In [None]:
import os
import numpy as np
import pandas as pd

from sklearn.model_selection import train_test_split
from sklearn.compose import ColumnTransformer
from sklearn.pipeline import Pipeline
from sklearn.preprocessing import OneHotEncoder
from sklearn.impute import SimpleImputer
from sklearn.feature_extraction.text import TfidfVectorizer

from sklearn.metrics import accuracy_score, f1_score, mean_squared_error, mean_absolute_error
from sklearn.linear_model import LogisticRegression, Ridge
from sklearn.ensemble import HistGradientBoostingClassifier, HistGradientBoostingRegressor

# ===== 1) 讀資料 =====
DATA_DIR = "/kaggle/input/imdb-rotten-tomatoes"  
train_path = os.path.join(DATA_DIR, "train.csv")
test_path  = os.path.join(DATA_DIR, "test.csv")
sub_path   = os.path.join(DATA_DIR, "sample_submission.csv")

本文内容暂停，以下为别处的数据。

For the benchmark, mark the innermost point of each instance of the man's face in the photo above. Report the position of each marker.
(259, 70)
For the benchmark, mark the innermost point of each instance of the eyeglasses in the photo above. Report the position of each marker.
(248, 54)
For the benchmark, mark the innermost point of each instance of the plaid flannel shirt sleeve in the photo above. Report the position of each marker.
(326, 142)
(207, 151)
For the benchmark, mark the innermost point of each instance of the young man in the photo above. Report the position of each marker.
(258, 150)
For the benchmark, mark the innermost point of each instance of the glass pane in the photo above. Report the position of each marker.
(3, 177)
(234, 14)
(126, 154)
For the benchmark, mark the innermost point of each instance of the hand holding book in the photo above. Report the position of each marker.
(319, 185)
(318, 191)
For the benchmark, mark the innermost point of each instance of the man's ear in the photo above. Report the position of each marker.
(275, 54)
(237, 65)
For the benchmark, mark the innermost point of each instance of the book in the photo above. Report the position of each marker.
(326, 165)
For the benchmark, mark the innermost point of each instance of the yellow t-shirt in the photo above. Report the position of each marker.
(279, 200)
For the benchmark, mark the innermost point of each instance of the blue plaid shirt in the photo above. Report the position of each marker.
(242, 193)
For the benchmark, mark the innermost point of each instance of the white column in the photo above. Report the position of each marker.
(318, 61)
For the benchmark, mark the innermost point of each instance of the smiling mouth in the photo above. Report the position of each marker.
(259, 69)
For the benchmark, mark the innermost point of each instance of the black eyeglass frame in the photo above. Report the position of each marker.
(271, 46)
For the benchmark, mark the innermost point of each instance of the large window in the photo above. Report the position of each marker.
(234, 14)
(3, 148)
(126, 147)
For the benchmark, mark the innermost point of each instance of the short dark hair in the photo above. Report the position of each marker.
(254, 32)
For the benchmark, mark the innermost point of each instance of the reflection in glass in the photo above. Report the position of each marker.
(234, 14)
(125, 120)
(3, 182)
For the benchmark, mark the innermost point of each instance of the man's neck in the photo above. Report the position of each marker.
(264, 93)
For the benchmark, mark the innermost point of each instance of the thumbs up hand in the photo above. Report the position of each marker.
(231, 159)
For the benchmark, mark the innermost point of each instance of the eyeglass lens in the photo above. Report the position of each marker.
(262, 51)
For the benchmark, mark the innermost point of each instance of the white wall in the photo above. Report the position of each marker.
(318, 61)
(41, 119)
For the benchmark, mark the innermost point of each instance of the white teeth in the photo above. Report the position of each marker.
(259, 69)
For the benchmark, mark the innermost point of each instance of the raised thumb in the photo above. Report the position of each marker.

train = pd.read_csv(train_path)
test  = pd.read_csv(test_path)
sub   = pd.read_csv(sub_path)

# ===== 2) 自動找 target 欄位 =====
target_candidates = list(set(train.columns) - set(test.columns))
if len(target_candidates) != 1:
    if sub.shape[1] >= 2:
        target = sub.columns[1]
        print("[Warn] 無法用欄位差唯一決定 target，改用 sample_submission 第2欄推定:", target)
    else:
        raise ValueError(f"找不到唯一 target 候選：{target_candidates}，請檢查 train/test 欄位")
else:
    target = target_candidates[0]
    print("Detected target:", target)

X = train.drop(columns=[target])
y = train[target]

# ===== 3) 判斷任務：分類 vs 回歸 =====
# 規則：若 y 是數字但唯一值很少(<=20 且都是整數)，多半是分類；否則回歸
is_numeric = pd.api.types.is_numeric_dtype(y)
unique_vals = y.dropna().unique()
task = "regression"

if (not is_numeric) or (len(unique_vals) <= 20 and np.all(np.equal(np.mod(unique_vals, 1), 0))):
    task = "classification"

print("Task:", task, "| y dtype:", y.dtype, "| unique:", len(unique_vals))

# ===== 4) 欄位型態分流：文字 / 類別 / 數值 =====
text_cols = []
cat_cols = []
num_cols = []

for c in X.columns:
    if X[c].dtype == "object":
        # 文字欄位：用平均字數判斷（>4 個詞就當文字；否則當類別）
        sample = X[c].dropna().astype(str).head(200)
        avg_words = sample.apply(lambda s: len(s.split())).mean() if len(sample) else 0
        if avg_words >= 5:
            text_cols.append(c)
        else:
            cat_cols.append(c)
    else:
        num_cols.append(c)

print("num_cols:", len(num_cols), "cat_cols:", len(cat_cols), "text_cols:", len(text_cols))
if text_cols:
    print("text_cols example:", text_cols[:5])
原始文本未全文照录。